Students and faculty will face off in the annual Live Figures Chess Game at 5:30 p.m. Monday, September 18 on the Kelvin Smith Library Oval. The event kicks off the third annual Humanities Week Celebration. Sponsored by the Baker-Nord Center for the Humanities in the College of Arts and Sciences, the week's events are free and open to the public.
"Humanities Week offers the opportunity to celebrate and reflect on how we make human meanings and communities, how the present springs from our many pasts, and how creativity and the capacity for play remain integral to our lives," says Thomas Bishop, director of the Baker-Nord Center for the Humanities.
Martha Nussbaum, the Ernst Freund Professor of Law and Ethics at the University of Chicago, will give the week's keynote address at 5:30 p.m. Wednesday, September 20. Her talk, "The Costs of Tragedy: Cost-Benefit Analysis and Theories of Justice," takes place in Thwing Center Ballroom.

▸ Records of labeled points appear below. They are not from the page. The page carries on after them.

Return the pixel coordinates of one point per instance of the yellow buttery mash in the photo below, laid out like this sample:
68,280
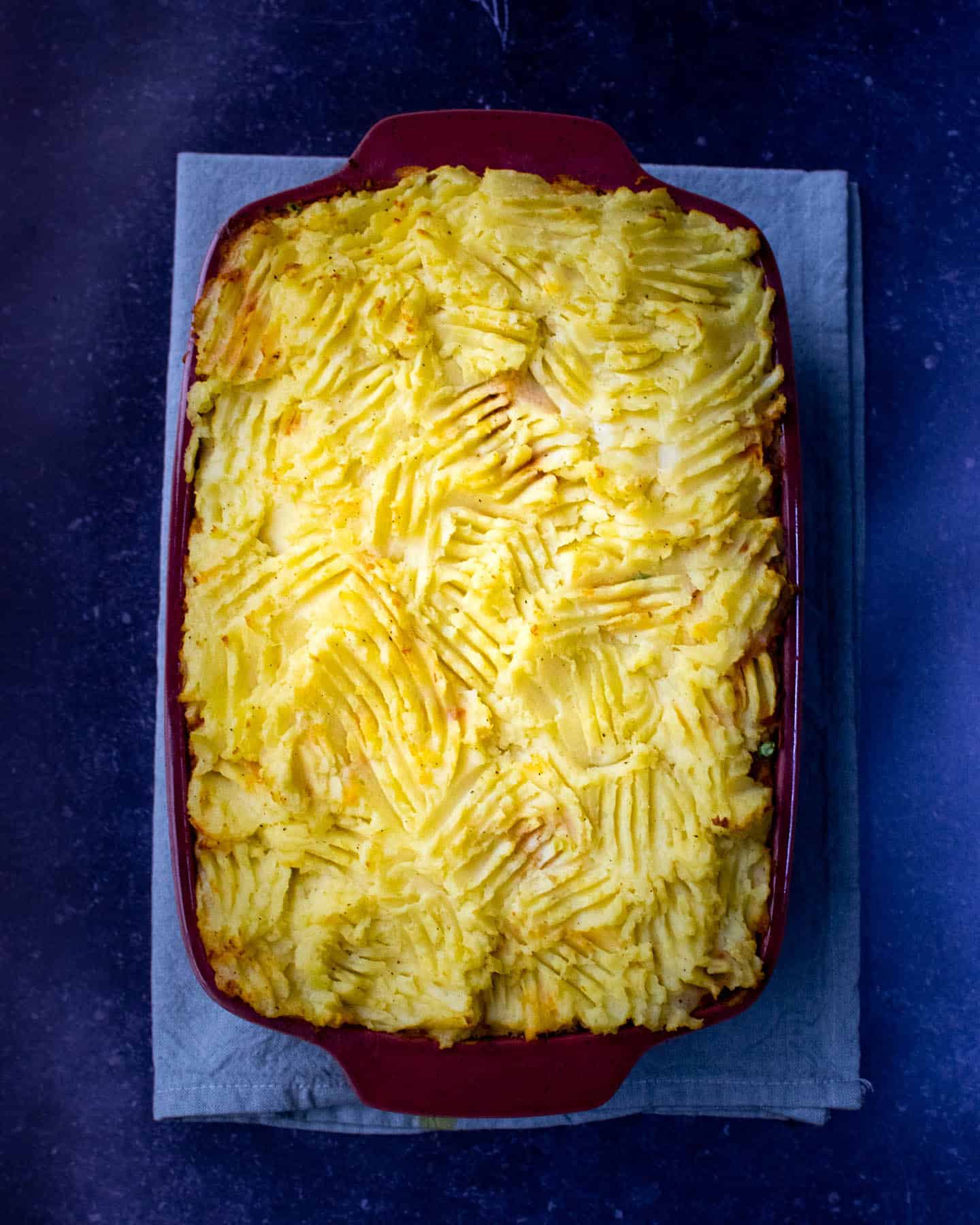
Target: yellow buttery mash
479,591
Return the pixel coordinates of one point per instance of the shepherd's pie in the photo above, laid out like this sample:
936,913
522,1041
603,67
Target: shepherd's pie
482,589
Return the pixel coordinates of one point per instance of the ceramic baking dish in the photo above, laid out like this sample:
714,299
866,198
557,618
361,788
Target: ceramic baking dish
491,1077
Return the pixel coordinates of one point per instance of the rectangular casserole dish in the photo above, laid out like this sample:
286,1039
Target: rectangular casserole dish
500,1076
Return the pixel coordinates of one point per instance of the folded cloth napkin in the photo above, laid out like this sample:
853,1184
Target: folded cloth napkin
794,1054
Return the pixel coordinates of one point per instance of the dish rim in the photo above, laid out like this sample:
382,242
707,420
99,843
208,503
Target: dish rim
491,1077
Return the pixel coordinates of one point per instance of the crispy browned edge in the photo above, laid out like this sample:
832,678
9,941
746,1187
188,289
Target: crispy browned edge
762,768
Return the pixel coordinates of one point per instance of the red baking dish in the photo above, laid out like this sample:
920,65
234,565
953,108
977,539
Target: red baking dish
499,1077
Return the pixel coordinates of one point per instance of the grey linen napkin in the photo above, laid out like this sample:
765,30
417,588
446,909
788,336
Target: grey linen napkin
794,1054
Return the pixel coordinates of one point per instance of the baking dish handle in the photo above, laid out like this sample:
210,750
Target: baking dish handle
508,1077
551,146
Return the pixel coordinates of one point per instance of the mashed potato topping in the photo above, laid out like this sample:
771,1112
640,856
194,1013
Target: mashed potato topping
479,591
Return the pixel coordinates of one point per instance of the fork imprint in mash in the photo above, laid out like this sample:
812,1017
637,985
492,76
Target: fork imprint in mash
480,594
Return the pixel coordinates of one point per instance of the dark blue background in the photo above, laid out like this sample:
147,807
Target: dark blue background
96,101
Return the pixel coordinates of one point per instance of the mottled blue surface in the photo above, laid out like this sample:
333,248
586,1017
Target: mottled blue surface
95,103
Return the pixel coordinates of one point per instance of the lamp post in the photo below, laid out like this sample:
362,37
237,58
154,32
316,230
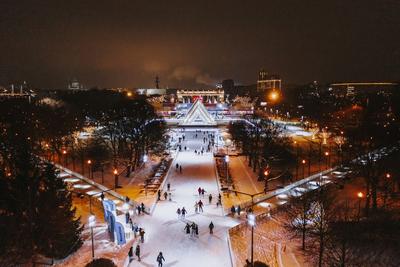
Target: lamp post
90,168
115,179
360,195
251,218
227,168
65,157
92,222
327,158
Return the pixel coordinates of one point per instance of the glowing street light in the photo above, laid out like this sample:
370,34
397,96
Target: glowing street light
115,179
251,219
92,223
274,95
64,152
227,168
89,162
360,196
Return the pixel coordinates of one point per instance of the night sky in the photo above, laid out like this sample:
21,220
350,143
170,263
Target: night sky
197,43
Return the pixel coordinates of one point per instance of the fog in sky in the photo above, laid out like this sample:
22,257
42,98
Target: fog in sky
197,43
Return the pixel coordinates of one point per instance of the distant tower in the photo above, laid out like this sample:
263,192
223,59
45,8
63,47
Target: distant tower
157,82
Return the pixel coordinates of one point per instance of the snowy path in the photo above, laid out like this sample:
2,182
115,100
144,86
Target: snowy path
165,232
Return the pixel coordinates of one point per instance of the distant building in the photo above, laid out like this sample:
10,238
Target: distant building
268,82
229,87
151,91
357,89
75,85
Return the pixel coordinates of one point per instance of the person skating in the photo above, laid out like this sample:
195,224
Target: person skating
187,228
142,207
200,206
193,229
141,233
211,227
183,212
137,252
160,258
130,254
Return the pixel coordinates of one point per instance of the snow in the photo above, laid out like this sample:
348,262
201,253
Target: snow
165,232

Thomas Bishop, director of the Baker-Nord Center, describes Nussbaum as "brilliant and a wide-ranging thinker." He notes that she is one of the country's leading humanities scholars, working in law, literature, politics, and philosophy.
Nussbaum is the award-winning author and editor of such books as The Stoic Idea of City (1999), Sex and Social Justice (1999), Clones and Clones: Facts and Fantasies About Human Cloning (1998), and Essays on Law and Nature (1998).
Her book, Women and Human Development: The Capabilities Approach, is due for publication this year by Cambridge Press.
Nussbaum has earned the Brandeis Creative Arts Award for Non-Fiction in 1990 and the PEN Spielvogel-Diamondstein Award for the best collection of essays in 1991.